Kathleen Satchwell has produced a small classic, that joins the other works of literature on the First World War. It is the almost pointillist approach, the attention to the minute personal details that makes this work a must read for any South African wishing to go on a pilgrimage to the battlefields and cemeteries of France. There were of course the classic autobiographies of men, published in their lifetimes, who fought and survived and wrote their memories such as Robert Graves, Siegfried Sassoon, Edmund Blunden, Frank Richards and Remarque's "All Quiet on the Western Front" is well known. The poets of the First World War, Wilfred Owen, Rupert Brooke, John McCrae, Edward Thomas, Isaac Rosenberg gave us a genre of literature that again and again rings with the tragedy and loss in the trenches of the Western Front.  

However, what is remarkable about this particular book is that a century later an author is able to bring us fresh stories of the experiences of individual little known soldiers. It is a moving tribute but also now retrieves their voices and immediacy of the experience of battle through their letters. The story unfolds in a logical manner. The British colonial background of the families, all of 1820 settler stock, is given in a quick introductory chapter. The context becomes the origins of the Eastern Cape British settler community, the lives of ordinary farming families or childhoods lived in a quiet rectory or as a motorboat driver on the Kowie River. There is a deft sketching of schooling, family life and early jobs taken up after these boys left school. 

Satchwell has researched with enormous care, compassion and dedication school records, local archives, newspaper clippings, service records, war diaries and most revealingly the personal letters written by the five doomed men. The research is impressive and the story that emerges is heart breaking and in microcosm stands for the loss of so many more, the thousands who went to war with hopes, patriotic sentiments, an enthusiasm for travel and adventure who never returned. It is a compelling and moving little volume and by concentrating in detail on what happened to five man makes an enormous impact. The five strands of these life stories are tightly woven and are kept as the main focus.  
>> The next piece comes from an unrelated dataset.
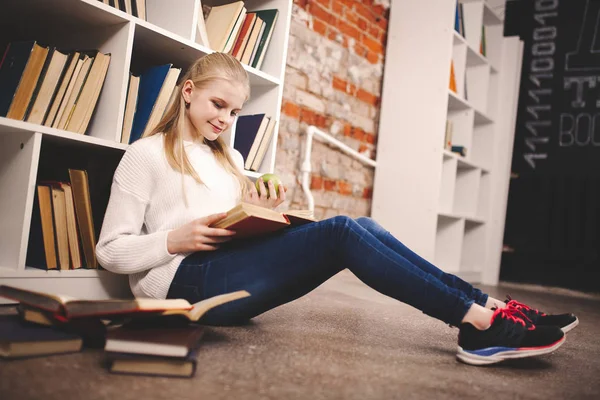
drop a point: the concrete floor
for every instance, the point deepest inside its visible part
(342, 341)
There is an excellent account of the Battle of Delville Wood of July 1916 and the Battle of Bute de Warlencourt some three months later from the perspective of men who fought and died. By the end of October, these five Memorial Soldiers were all dead. The final chapter deals with the aftermath of obituaries, grief, burials, graves and memorials. It is all  absorbing, poignant, tragic, and for me very personal, as my own great uncle fought in and survived Delville Wood only to be killed in October 1916 at the Bute. These five young men stand for those 18 600 casualties and the 6 600 South Africans who died or were killed in the Great War. Satchwell relies on the now standard works of Uys for the contextual background to Delville Wood and on the work of Peter Digby, but this is not a military history about generals or strategy. Nor is it about the politics or economics or statistics of war. It's about the short lives of five young men who never returned to their homes. The chances of being killed in the First World War was about one in seven or eight, so in a sense by researching five names on a war memorial, it is a little unbalanced.  

The book includes many excellent black and white photographs as well as useful explanatory maps. Sources used are found in the end notes in each chapter and in the acknowledgement page, but there is no bibliography and no index. The book is self published. This book makes an interesting contrast to the James Bourhill book of his family history and another group of men but in that story his ancestors all survived (click here to read the review).  

2016 Price Guide: R50 if bought from author. 

Kathy Munro is an Honorary Associate Professor in the School of Architecture and Planning at the University of the Witwatersrand. She enjoyed a long career as an academic and in management at Wits University. She trained as an economic historian. She is an enthusiastic book person and has built her own somewhat eclectic book collection over 40 years. Her interests cover Africana, Johannesburg history, history, art history, travel, business and banking histories.